# Living abroad but ONLY earning income from US



## NanFan (Jan 28, 2013)

Hi! I lived abroad for an entire year, worked out of my home there, but only got paid through US income. I am wondering how I file my taxes in the US. How do I figure exchange rate expenses? Are there any breaks?

Thank you!

NanFan


----------



## BBCWatcher (Dec 28, 2012)

There are no exchange rate issues if you were paid in the U.S. in U.S. dollars. You would calculate U.S. dollar equivalents if you incurred expenses (in euro, presumably) that are deductible and/or reportable. For example, on your FBAR (Form TD F 90-22.1) you would convert a euro bank account to U.S. dollars, then report the U.S. dollar amount(s).

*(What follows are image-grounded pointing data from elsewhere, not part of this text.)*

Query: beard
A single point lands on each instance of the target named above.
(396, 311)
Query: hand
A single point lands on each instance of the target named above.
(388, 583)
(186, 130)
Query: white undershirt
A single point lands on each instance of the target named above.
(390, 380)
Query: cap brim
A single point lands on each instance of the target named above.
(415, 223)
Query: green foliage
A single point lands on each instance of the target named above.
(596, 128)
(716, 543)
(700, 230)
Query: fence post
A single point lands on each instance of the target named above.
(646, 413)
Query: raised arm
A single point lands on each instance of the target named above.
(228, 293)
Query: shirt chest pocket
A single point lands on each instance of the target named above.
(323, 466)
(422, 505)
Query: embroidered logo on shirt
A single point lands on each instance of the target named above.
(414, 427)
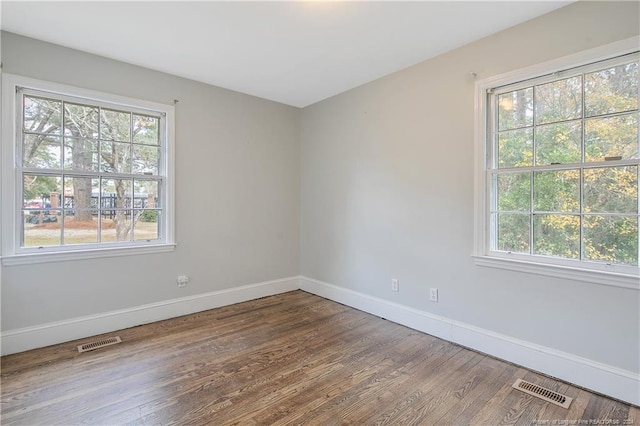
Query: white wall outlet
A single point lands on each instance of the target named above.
(433, 294)
(182, 280)
(395, 284)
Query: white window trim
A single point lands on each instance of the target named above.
(627, 277)
(9, 249)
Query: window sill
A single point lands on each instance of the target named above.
(558, 271)
(65, 256)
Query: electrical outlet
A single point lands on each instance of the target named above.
(182, 280)
(395, 285)
(433, 294)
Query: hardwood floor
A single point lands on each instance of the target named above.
(293, 358)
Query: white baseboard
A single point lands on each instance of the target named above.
(27, 338)
(602, 378)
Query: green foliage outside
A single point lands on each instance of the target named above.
(574, 208)
(68, 143)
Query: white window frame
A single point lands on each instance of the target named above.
(11, 179)
(598, 273)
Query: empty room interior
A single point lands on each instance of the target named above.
(320, 213)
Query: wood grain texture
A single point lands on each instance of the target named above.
(293, 358)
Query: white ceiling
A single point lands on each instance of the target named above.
(297, 53)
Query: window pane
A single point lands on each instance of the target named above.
(611, 137)
(81, 154)
(611, 239)
(41, 191)
(513, 232)
(514, 191)
(145, 159)
(515, 109)
(515, 148)
(80, 226)
(80, 121)
(115, 157)
(115, 225)
(81, 193)
(556, 235)
(146, 194)
(558, 101)
(556, 191)
(559, 143)
(41, 151)
(611, 190)
(42, 115)
(116, 193)
(146, 225)
(145, 130)
(41, 228)
(115, 125)
(611, 90)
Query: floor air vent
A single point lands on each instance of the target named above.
(99, 344)
(542, 393)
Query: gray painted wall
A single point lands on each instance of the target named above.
(387, 192)
(237, 194)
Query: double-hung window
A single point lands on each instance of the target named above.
(559, 180)
(89, 171)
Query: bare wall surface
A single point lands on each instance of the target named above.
(387, 192)
(237, 195)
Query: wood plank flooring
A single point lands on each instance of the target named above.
(293, 358)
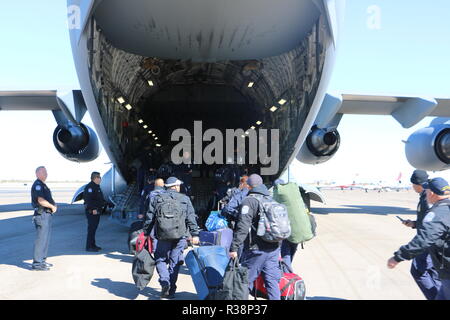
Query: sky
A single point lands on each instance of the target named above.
(401, 49)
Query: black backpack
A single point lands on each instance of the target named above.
(274, 224)
(170, 217)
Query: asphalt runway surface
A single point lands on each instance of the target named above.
(357, 233)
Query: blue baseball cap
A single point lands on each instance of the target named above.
(438, 186)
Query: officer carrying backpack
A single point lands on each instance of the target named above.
(274, 224)
(222, 174)
(170, 217)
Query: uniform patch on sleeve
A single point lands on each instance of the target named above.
(429, 217)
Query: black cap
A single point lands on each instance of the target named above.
(419, 177)
(438, 186)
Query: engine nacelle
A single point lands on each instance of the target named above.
(77, 143)
(320, 146)
(429, 148)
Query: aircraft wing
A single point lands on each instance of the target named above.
(408, 111)
(70, 103)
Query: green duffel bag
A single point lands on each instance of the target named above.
(289, 195)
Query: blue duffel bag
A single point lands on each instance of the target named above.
(207, 267)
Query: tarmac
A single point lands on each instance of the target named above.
(357, 233)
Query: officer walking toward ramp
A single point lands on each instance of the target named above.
(44, 207)
(173, 216)
(422, 269)
(94, 203)
(433, 235)
(259, 256)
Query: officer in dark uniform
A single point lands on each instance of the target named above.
(258, 255)
(169, 253)
(44, 206)
(433, 235)
(94, 203)
(422, 269)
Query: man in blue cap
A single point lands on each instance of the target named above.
(422, 269)
(173, 216)
(258, 255)
(433, 235)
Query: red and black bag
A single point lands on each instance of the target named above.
(292, 286)
(143, 240)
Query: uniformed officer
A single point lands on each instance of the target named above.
(169, 253)
(258, 255)
(44, 206)
(422, 269)
(93, 203)
(433, 235)
(183, 172)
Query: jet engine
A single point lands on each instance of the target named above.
(77, 143)
(429, 148)
(320, 146)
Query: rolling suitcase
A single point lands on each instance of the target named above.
(207, 267)
(222, 237)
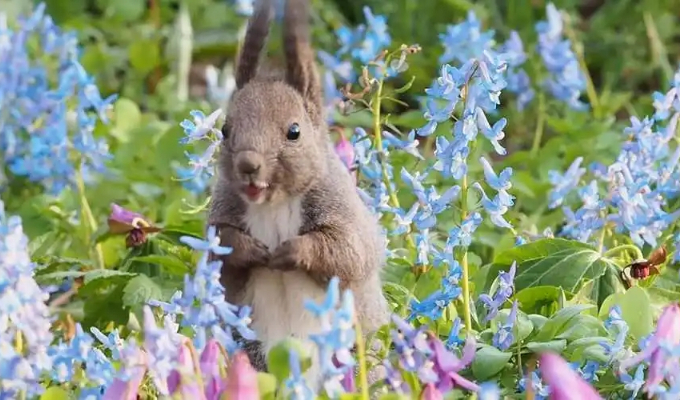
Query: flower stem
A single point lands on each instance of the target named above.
(361, 354)
(91, 223)
(464, 262)
(580, 56)
(377, 133)
(623, 247)
(538, 133)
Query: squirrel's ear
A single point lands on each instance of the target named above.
(301, 71)
(255, 39)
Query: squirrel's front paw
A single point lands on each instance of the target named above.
(287, 256)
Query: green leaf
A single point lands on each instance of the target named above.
(170, 264)
(144, 55)
(266, 384)
(105, 274)
(278, 359)
(533, 298)
(488, 362)
(54, 393)
(538, 321)
(141, 289)
(129, 10)
(127, 118)
(393, 396)
(559, 322)
(583, 325)
(556, 346)
(407, 86)
(578, 347)
(606, 285)
(551, 262)
(636, 310)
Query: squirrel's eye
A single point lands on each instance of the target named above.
(293, 132)
(225, 131)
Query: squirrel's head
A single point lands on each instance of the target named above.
(275, 143)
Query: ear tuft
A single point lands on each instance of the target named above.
(301, 71)
(257, 32)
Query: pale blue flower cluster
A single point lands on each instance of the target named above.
(46, 102)
(632, 194)
(466, 40)
(566, 81)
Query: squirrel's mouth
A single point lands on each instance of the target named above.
(254, 191)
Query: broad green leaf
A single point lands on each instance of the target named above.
(606, 284)
(556, 346)
(170, 264)
(140, 290)
(278, 359)
(144, 55)
(266, 384)
(127, 118)
(636, 310)
(583, 325)
(533, 298)
(105, 273)
(488, 362)
(54, 393)
(579, 346)
(559, 322)
(128, 11)
(551, 262)
(538, 321)
(393, 396)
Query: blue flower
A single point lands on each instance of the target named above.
(465, 40)
(567, 81)
(540, 389)
(502, 294)
(634, 384)
(22, 303)
(211, 243)
(503, 338)
(48, 136)
(563, 184)
(337, 338)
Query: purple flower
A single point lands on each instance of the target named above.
(564, 382)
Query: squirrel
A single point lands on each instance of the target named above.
(284, 201)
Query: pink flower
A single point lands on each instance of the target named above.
(564, 382)
(668, 333)
(134, 225)
(431, 393)
(210, 368)
(241, 379)
(184, 380)
(127, 389)
(447, 365)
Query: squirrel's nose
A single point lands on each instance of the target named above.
(248, 162)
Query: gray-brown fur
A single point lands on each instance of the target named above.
(338, 234)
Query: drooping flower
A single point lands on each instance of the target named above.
(564, 382)
(48, 137)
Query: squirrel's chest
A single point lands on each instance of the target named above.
(278, 298)
(274, 224)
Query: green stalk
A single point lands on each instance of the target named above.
(90, 222)
(464, 262)
(361, 355)
(538, 133)
(623, 247)
(580, 56)
(377, 132)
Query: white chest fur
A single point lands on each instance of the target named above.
(277, 297)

Read IRS publications very carefully to determine whether you qualify for the foreign earned income and foreign housing exclusions.


----------



## Bevdeforges (Nov 16, 2007)

To qualify for the FEIE (foreign earned income exclusion) you need to have been outside the US for either an entire calendar year or for 12 consecutive months. Take a look at IRS Publication 54 for all the details.

Expenses incurred while living overseas can be converted to US dollars using any standard exchange rate - plus, the IRS publishes its own list of average exchange rates for many countries. Last time I checked, though, they hadn't yet updated their table for 2012.
Cheers,
Bev


----------